Back to School Talk (Obligatory)

Back to School Talk (Obligatory)
Tawny frogmouth (Image credits)

[Depending on your geographic location] It's almost/already back-to-school season, which always means a flurry of aspirational, inspirational stories (and their opposite) about ed-tech gadgetry, along with a fair amount of sponsored content and affiliate marketing. ("You're Probably Wearing Your Backpack Wrong" in The Wirecutter, for example. And yes, sure, school backpacks are ed-tech.)

I confess, I do think it’s mildly amusing to imagine the editors who planned a slew of articles full of generic AI-boosterism for late August publication – the “it's inevitable," "we must prepare students for the workplace of tomorrow" sort of bullshit – only to have ChatGPT5 come along and poke a leak in the hype-balloon. It's likely to be a slow leak, and I'm sad to say we’ll probably still have to hear about “AI” for a while. No sudden onset of winter like in The Day After Tomorrow, trapping us in the digital library with only predictive tokens to burn.
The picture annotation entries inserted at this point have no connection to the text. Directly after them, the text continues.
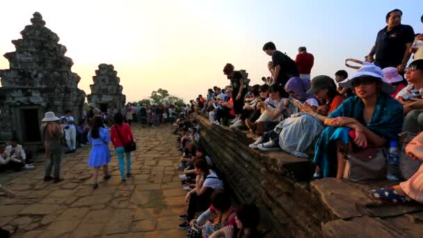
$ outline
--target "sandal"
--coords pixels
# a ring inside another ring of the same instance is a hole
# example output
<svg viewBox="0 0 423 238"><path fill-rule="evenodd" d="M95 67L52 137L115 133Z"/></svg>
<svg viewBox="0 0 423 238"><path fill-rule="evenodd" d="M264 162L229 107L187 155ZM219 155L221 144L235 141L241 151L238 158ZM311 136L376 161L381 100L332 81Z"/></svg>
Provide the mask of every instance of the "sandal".
<svg viewBox="0 0 423 238"><path fill-rule="evenodd" d="M393 187L379 189L369 191L370 197L388 205L408 204L412 202L410 198L399 195Z"/></svg>

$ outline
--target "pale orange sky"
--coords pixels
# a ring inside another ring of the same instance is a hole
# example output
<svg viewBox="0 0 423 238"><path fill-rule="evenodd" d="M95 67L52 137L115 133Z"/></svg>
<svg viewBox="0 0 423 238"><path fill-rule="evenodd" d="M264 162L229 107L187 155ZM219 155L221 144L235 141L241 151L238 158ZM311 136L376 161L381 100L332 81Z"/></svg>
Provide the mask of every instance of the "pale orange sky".
<svg viewBox="0 0 423 238"><path fill-rule="evenodd" d="M66 46L72 72L89 85L100 63L113 64L127 102L167 89L185 100L229 84L226 63L246 69L250 84L268 76L271 58L262 51L269 40L294 58L305 45L315 57L312 77L346 69L346 58L362 59L385 26L385 15L399 8L402 22L421 32L416 9L422 3L377 0L351 3L325 0L99 1L14 0L2 3L0 54L15 50L12 40L40 13L46 26ZM418 6L417 6L418 5ZM377 6L377 7L375 7ZM346 13L348 11L348 13ZM8 68L0 56L0 69ZM347 70L349 73L353 71Z"/></svg>

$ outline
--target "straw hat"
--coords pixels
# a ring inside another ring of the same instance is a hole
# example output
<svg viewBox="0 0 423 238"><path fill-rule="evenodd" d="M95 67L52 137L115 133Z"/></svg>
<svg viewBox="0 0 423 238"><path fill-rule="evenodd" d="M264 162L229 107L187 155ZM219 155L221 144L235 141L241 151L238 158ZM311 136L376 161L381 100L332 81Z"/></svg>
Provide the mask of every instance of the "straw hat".
<svg viewBox="0 0 423 238"><path fill-rule="evenodd" d="M59 120L61 118L56 117L54 113L52 111L47 111L44 114L44 118L41 120L42 122L55 122Z"/></svg>
<svg viewBox="0 0 423 238"><path fill-rule="evenodd" d="M354 89L352 86L352 83L354 79L364 76L370 76L375 78L380 79L382 81L382 88L381 90L388 94L392 94L395 93L395 88L394 88L387 80L383 77L382 74L382 69L374 65L365 65L360 68L357 72L353 75L350 79L346 79L342 82L340 82L340 86L346 88Z"/></svg>

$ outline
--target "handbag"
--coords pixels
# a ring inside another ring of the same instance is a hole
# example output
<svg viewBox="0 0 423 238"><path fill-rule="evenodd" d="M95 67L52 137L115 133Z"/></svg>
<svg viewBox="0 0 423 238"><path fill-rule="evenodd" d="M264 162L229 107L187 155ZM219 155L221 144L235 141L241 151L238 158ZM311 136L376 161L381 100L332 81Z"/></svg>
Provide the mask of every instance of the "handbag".
<svg viewBox="0 0 423 238"><path fill-rule="evenodd" d="M118 132L118 135L119 138L120 138L120 141L122 141L122 143L123 144L123 148L125 152L127 153L130 152L131 151L134 151L136 150L136 144L133 141L129 141L129 142L125 144L123 138L122 138L122 135L120 135L120 132L119 132L119 129L118 128L118 125L115 125L115 128L116 129L116 132Z"/></svg>
<svg viewBox="0 0 423 238"><path fill-rule="evenodd" d="M360 182L386 177L385 148L366 148L345 154L344 178Z"/></svg>

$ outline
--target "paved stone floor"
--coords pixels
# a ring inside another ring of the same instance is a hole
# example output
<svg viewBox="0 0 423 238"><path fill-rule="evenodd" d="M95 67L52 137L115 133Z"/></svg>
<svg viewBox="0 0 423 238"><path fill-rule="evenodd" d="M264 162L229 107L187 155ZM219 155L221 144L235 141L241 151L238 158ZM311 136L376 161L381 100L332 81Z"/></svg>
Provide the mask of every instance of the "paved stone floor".
<svg viewBox="0 0 423 238"><path fill-rule="evenodd" d="M112 177L90 186L87 166L90 146L67 154L62 162L64 181L45 182L44 164L33 170L0 173L0 183L15 191L0 196L0 227L14 237L184 237L177 214L184 196L177 172L180 152L168 125L134 125L138 149L132 153L134 176L121 183L116 156L109 164Z"/></svg>

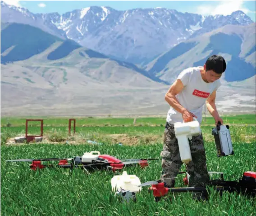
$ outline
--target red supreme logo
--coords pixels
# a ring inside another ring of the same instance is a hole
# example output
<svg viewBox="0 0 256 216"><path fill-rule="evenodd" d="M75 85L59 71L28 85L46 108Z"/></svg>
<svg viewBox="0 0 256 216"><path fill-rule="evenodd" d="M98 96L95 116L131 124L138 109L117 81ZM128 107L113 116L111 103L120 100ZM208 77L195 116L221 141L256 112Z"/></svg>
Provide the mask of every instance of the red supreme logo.
<svg viewBox="0 0 256 216"><path fill-rule="evenodd" d="M194 92L193 92L192 94L193 95L195 95L196 96L198 96L201 97L207 98L210 95L210 93L202 92L201 91L199 91L199 90L197 89L195 89L194 90Z"/></svg>

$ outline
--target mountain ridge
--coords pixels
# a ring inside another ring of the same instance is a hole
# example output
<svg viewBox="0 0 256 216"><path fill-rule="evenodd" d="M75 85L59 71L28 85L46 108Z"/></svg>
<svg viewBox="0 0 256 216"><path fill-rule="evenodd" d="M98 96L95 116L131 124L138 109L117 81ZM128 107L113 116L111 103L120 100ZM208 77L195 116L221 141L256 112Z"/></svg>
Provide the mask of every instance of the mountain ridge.
<svg viewBox="0 0 256 216"><path fill-rule="evenodd" d="M5 13L7 6L1 2L1 20L8 21L10 17ZM22 13L14 7L8 8L9 14ZM45 31L119 60L142 65L191 37L229 24L247 25L253 22L241 11L230 15L212 16L165 8L119 11L110 7L91 6L62 15L25 12L32 20L37 18L40 20L38 25L42 28L43 23ZM17 22L22 22L23 19ZM27 19L24 22L29 22Z"/></svg>

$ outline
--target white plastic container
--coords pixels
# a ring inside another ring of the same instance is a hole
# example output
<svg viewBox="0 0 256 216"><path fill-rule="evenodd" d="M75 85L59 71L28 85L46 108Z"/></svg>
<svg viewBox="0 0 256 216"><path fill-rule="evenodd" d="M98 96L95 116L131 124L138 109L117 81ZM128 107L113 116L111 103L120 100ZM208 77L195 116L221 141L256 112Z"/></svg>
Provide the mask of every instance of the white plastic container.
<svg viewBox="0 0 256 216"><path fill-rule="evenodd" d="M201 134L200 124L196 119L189 122L174 123L174 132L178 140L181 161L188 163L192 160L188 139Z"/></svg>
<svg viewBox="0 0 256 216"><path fill-rule="evenodd" d="M137 193L141 190L141 187L138 186L141 184L139 178L136 175L128 175L126 171L124 171L122 175L114 176L111 179L111 184L113 191L122 189Z"/></svg>
<svg viewBox="0 0 256 216"><path fill-rule="evenodd" d="M99 151L91 151L85 152L82 157L82 163L92 163L93 161L96 160L99 155L101 154Z"/></svg>

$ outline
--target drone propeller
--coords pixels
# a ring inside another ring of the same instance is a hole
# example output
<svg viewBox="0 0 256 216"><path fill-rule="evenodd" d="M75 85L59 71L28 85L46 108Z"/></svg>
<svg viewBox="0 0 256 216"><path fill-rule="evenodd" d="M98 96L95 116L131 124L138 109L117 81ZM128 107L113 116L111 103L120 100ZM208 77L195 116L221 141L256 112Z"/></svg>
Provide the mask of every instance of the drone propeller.
<svg viewBox="0 0 256 216"><path fill-rule="evenodd" d="M104 166L110 166L112 164L124 164L124 165L127 165L127 164L134 164L134 163L146 163L148 162L146 162L146 161L126 161L124 162L120 162L120 163L116 163L116 162L108 162L108 163L92 163L91 164L76 164L75 166L78 166L78 167L95 167L101 165L104 165Z"/></svg>
<svg viewBox="0 0 256 216"><path fill-rule="evenodd" d="M149 186L151 185L158 185L160 183L162 182L163 180L165 180L166 179L174 179L176 178L177 177L174 177L173 178L168 178L164 179L162 179L162 180L156 180L156 181L147 181L146 182L145 182L144 183L142 184L138 185L138 187L143 187L144 186Z"/></svg>
<svg viewBox="0 0 256 216"><path fill-rule="evenodd" d="M158 158L149 158L148 159L124 159L123 160L121 160L123 162L126 161L140 161L143 160L161 160L160 159Z"/></svg>
<svg viewBox="0 0 256 216"><path fill-rule="evenodd" d="M123 163L124 165L133 164L134 163L148 163L147 161L122 161L120 163Z"/></svg>
<svg viewBox="0 0 256 216"><path fill-rule="evenodd" d="M209 174L226 174L227 172L208 172Z"/></svg>
<svg viewBox="0 0 256 216"><path fill-rule="evenodd" d="M6 162L32 162L32 161L50 161L51 160L71 160L72 159L63 158L41 158L39 159L17 159L14 160L8 160Z"/></svg>

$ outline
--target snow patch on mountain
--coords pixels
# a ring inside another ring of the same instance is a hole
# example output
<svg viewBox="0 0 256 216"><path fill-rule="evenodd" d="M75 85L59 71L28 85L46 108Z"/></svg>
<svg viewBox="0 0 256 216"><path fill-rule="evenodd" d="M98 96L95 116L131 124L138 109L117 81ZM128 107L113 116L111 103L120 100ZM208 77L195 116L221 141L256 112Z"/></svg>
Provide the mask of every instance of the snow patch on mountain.
<svg viewBox="0 0 256 216"><path fill-rule="evenodd" d="M82 9L81 10L80 12L80 19L82 19L85 16L85 14L86 14L87 13L87 12L88 12L88 11L89 10L90 10L90 9L91 8L90 7L88 7L87 8L84 8L83 9Z"/></svg>

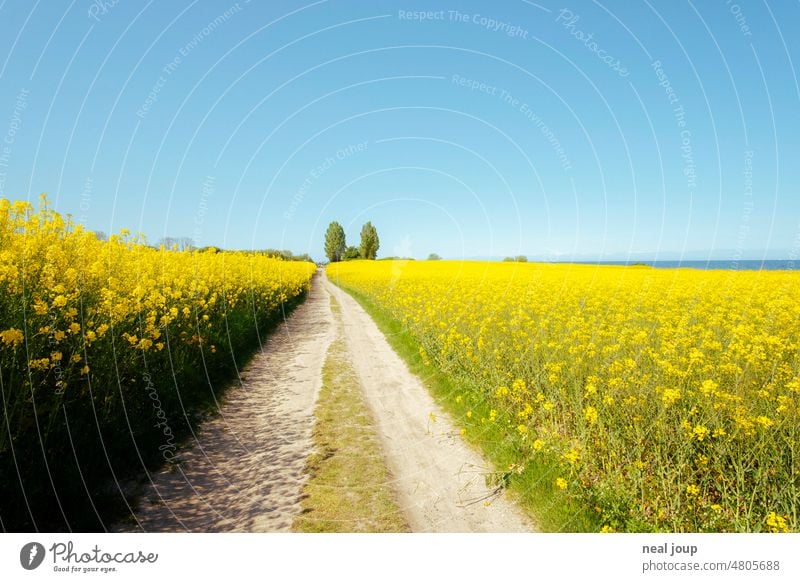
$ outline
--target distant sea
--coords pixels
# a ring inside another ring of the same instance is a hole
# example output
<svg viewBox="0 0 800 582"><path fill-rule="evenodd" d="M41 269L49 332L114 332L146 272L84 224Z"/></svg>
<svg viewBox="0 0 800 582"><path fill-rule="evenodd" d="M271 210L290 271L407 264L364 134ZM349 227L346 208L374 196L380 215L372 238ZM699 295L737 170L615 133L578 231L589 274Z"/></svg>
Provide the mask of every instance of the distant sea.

And I’m sure there will still be plenty of ed-tech evangelists – you know the ones who've rebranded themselves in recent months as "AI" evangelists – who'll refuse to admit that the promises they've been making about LLMs have been wildly inflated. They’ve got consulting contracts and speaking gigs to maintain. They’ve got startups to sell, and the sycophancy machine continues to assure them – they'll spring for that friendlier, legacy model – they’re very clever. There'll be a fair number of the cheer squad too who, if the winds have truly changed (fingers crossed), will act as though they've been booing at "AI" all along. And the rest will hope that everyone forgets how loudly they lauded teaching machines. As ed-tech amnesia is real and widespread and there are rarely any consequences for ed-tech disasters, this silence seems like a good bet – surely a much better bet than insisting “AGI is imminent” or (LOL) “AGI has been achieved internally.”

So many schools, so many organizations, so many powerful people have invested a lot – literally, figuratively – in this dangerous future of automated teaching and thinking, and as such, a lot of folks want to kick off the new academic year with the plan they made when they signed contracts with OpenAI or with Google back in May: onward, pretending as everything is business-as-usual.


Over the summer months, several teachers have asked me for suggestions of what they should say on their syllabi about AI, of what students should read on the topic. I have both a ton of suggestions and also nothing to say, in part because I don't know enough about the specifics of school, the context, the course, the students. And all of this [this is me, waving my arms around wildly] calls for much more than a blurb on the first-day-of-class handout.